Importantly, the High Court also addressed the evidential limitations inherent in the case. The children did not testify. The mother’s account depended on the children’s statements relayed to her, and the documentary evidence, while potentially contemporaneous, still did not necessarily establish what the father intended or knew at the time of the alleged conduct. The High Court therefore distinguished between (i) evidence of distress and (ii) evidence of the father’s intention or knowledge to cause that distress. Even where medical notes and police reports may corroborate that a child reported harm or experienced anxiety, the court still required proof that the father’s actions were undertaken with the requisite mental element.
What Was the Outcome?
The High Court allowed the father’s appeal and set aside the PPO granted by the District Judge. Although the court accepted that the children were suffering from severe stress and anxiety due to persistent parental conflict, it was not satisfied that the father had acted with the necessary intention or knowledge that his conduct would hurt or cause anguish to the children.
Practically, the setting aside of the PPO meant that the protective restrictions and consequences associated with the PPO no longer applied to the father in relation to the children under the terms of that order.

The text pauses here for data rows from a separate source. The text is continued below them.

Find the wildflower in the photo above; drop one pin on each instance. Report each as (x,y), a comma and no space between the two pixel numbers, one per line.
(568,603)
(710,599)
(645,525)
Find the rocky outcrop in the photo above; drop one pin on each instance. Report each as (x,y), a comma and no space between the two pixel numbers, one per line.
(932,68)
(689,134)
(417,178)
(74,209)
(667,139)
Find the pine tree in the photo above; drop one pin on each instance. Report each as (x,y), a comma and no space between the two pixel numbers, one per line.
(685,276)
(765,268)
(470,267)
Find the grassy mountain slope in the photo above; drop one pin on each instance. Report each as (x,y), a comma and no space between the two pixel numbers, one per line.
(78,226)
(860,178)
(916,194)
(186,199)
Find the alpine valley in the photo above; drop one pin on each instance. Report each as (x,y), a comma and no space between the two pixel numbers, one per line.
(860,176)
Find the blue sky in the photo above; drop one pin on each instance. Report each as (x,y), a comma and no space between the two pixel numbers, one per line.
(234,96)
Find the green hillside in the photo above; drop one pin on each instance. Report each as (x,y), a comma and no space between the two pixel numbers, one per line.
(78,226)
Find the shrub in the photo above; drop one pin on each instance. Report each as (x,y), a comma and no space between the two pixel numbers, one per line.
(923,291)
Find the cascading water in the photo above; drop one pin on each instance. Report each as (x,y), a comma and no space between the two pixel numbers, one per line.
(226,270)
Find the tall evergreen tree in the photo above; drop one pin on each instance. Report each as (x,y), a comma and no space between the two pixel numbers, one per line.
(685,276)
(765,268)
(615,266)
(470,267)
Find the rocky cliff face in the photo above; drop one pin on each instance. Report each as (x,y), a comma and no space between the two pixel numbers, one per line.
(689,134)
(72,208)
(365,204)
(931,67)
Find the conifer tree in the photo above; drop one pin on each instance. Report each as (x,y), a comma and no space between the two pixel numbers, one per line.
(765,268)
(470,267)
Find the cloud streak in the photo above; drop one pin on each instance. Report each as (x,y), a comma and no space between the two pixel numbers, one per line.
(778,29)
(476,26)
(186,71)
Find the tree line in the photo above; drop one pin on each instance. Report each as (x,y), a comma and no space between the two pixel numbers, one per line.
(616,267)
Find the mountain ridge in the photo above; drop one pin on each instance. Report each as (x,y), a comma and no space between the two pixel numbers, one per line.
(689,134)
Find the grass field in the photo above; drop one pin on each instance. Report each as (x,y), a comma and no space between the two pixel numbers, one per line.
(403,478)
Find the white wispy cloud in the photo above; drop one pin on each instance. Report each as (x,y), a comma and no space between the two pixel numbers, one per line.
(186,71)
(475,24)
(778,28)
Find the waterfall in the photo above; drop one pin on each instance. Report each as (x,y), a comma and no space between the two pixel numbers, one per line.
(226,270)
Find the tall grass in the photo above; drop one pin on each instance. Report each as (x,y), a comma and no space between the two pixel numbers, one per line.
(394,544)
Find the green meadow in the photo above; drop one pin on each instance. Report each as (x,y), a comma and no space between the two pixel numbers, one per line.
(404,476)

Why Does This Case Matter?
UNQ v UNR is significant for practitioners because it underscores that family violence findings under s 65(1) of the Charter are not purely outcome-based. Courts must be satisfied not only that a child is distressed or afraid, but also that the alleged perpetrator acted with the required intention or knowledge. This is particularly relevant in high-conflict custody and access disputes, where emotional harm may be attributable to the broader conflict rather than to a parent’s wilful or knowing conduct.
The decision also highlights the evidential challenges in PPO proceedings. Where the alleged incidents occur during access and the children do not testify, courts must carefully scrutinise the reliability and weight of hearsay accounts relayed through a parent, even if supported by medical notes or police reports. While contemporaneous documents can be helpful, they may not be sufficient to establish the mental element required by the statute.
For lawyers advising clients in family violence applications, the case provides a clear reminder to focus submissions and evidence on the mental element: what the alleged perpetrator intended, knew, or was likely to know at the time. It also suggests that courts will be cautious about equating “distress” with “family violence” without a clear evidential link to the statutory threshold.
Legislation Referenced
- Women’s Charter (Cap 353, 2009 Rev Ed), s 65(1)
Cases Cited
- UEJ v UEK [2017] SGFC 90
- UNR v UNQ [2020] SGFC 2
- UNQ v UNR [2020] SGHCF 21
Source Documents
This article analyses [2020] SGHCF 21 for legal research and educational purposes. It does not constitute legal advice. Readers should consult the full judgment for the Court's complete reasoning.